# Rational solutions of Diophantine equation $8kx+x^4=y^2$?

Is it possible to find the rational solutions of Diophantine equation $$8kx+x^4=y^2$$, where $$k$$ is a given rational? For what values of $$k$$ solution exists?

• Obviously non-trivial solutions. – mathisgood Dec 10 '19 at 23:22

A non-zero rational solution exists if and only if $$k$$ is minus the product of any three rationals in arithmetic progression.

Example

Consider the AP $$-\frac{1}{3},1,\frac{7}{3}$$.

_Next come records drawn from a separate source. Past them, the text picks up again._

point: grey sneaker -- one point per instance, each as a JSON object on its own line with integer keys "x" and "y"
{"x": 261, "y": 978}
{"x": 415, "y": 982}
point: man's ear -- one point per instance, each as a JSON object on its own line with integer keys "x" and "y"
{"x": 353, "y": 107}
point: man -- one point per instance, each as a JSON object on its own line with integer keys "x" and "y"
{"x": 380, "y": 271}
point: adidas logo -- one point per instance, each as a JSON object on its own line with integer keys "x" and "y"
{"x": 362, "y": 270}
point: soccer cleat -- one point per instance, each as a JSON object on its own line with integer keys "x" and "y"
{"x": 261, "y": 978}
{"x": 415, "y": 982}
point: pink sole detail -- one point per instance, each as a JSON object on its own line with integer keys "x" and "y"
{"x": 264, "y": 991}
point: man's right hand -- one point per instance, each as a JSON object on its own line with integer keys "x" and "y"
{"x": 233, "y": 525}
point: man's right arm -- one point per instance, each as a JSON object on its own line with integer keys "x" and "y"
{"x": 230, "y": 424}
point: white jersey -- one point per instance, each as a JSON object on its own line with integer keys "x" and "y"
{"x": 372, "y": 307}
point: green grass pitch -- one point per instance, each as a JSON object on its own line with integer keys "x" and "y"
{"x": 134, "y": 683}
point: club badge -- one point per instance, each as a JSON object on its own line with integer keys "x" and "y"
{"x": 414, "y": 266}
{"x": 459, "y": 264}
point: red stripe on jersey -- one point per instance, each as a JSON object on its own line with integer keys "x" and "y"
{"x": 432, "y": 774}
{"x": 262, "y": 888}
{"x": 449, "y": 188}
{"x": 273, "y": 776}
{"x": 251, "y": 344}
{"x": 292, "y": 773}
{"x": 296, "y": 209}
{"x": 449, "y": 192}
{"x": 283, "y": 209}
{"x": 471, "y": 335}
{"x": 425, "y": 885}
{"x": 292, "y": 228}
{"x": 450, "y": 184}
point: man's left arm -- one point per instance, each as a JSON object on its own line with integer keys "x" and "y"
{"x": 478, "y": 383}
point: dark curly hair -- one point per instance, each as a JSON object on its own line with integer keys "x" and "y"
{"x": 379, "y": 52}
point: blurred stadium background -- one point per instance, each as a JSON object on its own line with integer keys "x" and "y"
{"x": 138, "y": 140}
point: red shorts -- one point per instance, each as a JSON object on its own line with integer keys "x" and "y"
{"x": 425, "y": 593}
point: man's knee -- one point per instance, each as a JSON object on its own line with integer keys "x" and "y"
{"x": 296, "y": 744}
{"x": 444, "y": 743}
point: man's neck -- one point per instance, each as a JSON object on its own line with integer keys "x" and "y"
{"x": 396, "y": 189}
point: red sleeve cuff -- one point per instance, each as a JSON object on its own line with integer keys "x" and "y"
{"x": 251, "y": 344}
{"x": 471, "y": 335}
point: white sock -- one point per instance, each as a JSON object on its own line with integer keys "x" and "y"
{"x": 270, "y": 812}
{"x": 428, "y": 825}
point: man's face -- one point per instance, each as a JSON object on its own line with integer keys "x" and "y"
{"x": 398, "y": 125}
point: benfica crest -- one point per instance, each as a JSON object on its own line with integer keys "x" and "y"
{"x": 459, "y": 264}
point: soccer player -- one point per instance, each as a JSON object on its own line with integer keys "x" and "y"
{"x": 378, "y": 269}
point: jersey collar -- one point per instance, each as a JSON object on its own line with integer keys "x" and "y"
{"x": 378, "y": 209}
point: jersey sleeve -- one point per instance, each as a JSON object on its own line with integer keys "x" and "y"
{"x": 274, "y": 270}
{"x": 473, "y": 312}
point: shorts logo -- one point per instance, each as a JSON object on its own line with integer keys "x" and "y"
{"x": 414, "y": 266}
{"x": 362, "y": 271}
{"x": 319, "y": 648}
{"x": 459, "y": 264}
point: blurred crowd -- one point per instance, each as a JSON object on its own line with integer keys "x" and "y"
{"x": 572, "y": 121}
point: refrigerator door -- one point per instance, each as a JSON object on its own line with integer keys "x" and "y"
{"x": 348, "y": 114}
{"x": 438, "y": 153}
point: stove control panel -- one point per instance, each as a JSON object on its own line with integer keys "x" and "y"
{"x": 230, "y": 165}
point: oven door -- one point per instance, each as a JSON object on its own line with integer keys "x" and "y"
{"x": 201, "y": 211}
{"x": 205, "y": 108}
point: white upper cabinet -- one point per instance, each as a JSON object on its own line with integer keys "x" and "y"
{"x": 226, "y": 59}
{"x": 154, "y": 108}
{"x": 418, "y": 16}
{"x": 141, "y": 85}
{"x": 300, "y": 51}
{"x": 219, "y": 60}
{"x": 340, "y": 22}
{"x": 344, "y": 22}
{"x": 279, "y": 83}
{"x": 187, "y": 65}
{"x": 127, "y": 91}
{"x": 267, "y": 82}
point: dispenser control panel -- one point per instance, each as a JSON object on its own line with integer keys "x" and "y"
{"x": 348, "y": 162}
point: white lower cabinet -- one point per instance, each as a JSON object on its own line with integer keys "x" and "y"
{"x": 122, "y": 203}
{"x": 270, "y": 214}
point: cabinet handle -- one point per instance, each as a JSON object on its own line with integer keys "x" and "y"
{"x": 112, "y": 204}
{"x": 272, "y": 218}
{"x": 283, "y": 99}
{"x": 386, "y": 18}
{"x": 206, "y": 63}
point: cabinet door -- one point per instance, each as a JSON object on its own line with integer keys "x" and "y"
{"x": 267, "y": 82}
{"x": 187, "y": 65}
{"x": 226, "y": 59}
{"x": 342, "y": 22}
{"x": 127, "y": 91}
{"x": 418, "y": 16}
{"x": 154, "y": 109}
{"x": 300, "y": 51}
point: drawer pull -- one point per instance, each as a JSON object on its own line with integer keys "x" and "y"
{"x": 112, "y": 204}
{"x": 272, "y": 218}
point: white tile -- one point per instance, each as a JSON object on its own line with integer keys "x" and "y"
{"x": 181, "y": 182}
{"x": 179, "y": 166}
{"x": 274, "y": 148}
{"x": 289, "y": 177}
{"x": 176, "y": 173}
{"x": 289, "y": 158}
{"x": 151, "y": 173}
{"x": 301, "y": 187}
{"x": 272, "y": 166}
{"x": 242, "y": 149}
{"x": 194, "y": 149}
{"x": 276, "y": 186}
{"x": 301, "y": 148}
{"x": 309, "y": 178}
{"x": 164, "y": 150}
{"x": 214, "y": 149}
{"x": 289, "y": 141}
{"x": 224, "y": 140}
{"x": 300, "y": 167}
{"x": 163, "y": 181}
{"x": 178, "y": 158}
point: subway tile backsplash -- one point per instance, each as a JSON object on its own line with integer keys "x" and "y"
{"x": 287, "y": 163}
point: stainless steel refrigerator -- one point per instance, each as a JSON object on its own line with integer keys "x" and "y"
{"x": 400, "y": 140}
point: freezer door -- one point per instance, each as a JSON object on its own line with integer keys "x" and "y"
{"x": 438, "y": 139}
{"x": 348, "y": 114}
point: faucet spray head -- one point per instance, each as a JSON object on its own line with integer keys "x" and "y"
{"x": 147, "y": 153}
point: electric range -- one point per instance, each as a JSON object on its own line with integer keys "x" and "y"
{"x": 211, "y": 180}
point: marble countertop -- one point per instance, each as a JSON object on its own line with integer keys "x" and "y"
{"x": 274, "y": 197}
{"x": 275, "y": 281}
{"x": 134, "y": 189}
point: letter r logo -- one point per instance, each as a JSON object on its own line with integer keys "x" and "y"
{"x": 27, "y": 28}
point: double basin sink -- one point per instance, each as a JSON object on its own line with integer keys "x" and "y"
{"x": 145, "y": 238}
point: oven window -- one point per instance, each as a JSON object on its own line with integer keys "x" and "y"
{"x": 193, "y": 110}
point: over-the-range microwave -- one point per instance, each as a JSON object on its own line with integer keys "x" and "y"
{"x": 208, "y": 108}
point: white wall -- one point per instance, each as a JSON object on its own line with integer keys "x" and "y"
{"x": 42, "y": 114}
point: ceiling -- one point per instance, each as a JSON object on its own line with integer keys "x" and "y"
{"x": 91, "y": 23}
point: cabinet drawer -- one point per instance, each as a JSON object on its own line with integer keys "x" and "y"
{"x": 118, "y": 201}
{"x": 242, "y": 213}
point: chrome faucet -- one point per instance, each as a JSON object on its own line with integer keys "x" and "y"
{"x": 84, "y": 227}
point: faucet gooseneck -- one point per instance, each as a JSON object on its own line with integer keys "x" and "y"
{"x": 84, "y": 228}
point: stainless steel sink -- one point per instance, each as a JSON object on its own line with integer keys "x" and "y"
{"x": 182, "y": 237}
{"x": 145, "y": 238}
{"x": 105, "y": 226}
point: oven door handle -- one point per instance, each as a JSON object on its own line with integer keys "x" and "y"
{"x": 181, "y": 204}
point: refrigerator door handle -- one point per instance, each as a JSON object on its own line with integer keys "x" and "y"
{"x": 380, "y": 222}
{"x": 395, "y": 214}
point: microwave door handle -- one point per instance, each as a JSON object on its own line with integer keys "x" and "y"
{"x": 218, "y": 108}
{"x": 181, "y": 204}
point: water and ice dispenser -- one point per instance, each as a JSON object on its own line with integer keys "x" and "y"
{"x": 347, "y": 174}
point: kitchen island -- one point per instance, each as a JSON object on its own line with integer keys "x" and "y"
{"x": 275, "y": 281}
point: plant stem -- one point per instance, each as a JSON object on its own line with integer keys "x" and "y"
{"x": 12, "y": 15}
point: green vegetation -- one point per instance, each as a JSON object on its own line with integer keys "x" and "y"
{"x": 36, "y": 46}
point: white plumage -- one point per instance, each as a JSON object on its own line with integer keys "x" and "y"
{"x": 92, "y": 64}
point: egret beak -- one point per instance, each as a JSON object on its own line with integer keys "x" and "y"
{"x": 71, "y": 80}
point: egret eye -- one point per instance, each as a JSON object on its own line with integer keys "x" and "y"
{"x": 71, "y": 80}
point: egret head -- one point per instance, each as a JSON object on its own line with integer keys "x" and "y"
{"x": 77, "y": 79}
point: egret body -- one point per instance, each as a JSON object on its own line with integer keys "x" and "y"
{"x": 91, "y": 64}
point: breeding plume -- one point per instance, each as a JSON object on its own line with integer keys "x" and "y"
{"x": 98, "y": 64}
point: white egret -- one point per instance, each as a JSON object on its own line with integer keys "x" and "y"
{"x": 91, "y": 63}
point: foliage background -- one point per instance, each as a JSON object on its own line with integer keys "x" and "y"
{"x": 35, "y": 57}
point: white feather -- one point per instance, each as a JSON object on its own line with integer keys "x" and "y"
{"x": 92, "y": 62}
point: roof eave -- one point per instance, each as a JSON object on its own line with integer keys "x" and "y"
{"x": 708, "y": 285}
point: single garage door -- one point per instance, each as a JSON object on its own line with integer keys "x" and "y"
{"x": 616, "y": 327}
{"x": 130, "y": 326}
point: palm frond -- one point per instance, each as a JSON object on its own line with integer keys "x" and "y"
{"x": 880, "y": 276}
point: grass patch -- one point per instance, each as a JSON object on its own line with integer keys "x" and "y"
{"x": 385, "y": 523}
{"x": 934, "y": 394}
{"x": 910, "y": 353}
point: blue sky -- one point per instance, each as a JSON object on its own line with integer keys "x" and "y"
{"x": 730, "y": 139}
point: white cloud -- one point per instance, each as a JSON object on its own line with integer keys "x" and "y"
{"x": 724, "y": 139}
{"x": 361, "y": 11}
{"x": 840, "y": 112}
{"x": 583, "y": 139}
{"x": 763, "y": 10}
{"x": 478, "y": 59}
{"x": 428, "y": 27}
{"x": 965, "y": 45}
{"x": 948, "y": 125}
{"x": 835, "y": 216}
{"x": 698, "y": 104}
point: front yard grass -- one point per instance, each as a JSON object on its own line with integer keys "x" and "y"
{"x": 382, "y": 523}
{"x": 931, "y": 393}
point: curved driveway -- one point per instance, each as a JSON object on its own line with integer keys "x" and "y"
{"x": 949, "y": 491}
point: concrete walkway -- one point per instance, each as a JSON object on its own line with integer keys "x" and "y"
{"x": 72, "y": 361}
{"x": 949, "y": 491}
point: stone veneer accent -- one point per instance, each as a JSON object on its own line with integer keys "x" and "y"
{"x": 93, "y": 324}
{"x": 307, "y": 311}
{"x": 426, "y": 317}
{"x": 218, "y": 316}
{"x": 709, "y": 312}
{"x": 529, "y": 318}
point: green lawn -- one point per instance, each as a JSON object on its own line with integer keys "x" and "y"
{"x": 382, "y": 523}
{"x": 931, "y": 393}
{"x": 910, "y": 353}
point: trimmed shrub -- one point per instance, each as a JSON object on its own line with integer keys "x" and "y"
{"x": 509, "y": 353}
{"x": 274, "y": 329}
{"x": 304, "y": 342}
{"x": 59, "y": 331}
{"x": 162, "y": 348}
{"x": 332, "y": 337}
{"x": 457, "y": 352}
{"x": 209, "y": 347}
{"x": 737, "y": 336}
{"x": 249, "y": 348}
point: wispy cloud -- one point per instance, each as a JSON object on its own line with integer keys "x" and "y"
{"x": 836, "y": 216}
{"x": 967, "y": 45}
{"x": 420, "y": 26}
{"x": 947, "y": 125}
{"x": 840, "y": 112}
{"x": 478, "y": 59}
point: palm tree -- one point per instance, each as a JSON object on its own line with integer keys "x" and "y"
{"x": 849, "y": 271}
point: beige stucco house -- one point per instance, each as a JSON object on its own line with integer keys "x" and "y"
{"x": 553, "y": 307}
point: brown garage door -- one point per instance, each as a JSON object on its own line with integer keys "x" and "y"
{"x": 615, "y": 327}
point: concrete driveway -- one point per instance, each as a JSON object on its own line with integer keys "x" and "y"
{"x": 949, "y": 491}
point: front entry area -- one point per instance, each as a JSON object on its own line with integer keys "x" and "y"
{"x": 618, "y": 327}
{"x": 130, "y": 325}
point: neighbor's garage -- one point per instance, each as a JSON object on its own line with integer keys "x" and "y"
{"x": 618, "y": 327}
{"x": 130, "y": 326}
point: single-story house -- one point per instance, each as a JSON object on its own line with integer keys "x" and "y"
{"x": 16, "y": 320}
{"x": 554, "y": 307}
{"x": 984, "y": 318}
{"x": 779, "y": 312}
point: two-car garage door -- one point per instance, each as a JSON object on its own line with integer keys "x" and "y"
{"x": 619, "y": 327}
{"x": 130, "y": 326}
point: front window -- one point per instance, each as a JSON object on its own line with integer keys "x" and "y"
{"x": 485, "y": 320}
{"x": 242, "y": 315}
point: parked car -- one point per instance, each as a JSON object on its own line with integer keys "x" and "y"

Then $$k=\frac{7}{9}$$ and the equation $$\frac{56}{9}x+x^4=y^2$$ has solution $$x=2,y=\frac{16}{3}$$.

Proof that $$k$$ must have this form.

Let $$8kx+x^4=y^2$$ and let $$y=xt$$ for some rational $$t$$. Then $$k=-\left ( \frac{x}{2}-\frac{t}{2}\right) \frac{x}{2}\left(\frac{x}{2}+\frac{t}{2}\right)$$

Proof that all equations with such a $$k$$ have a rational solution.

Let $$k=-(a-d)a(a+d)$$. Then take $$x=2a$$. $$8kx+x^4=16a^2(d^2-a^2)+16a^2=16a^2d^2$$and this is $$y^2$$ where $$y=4ad$$.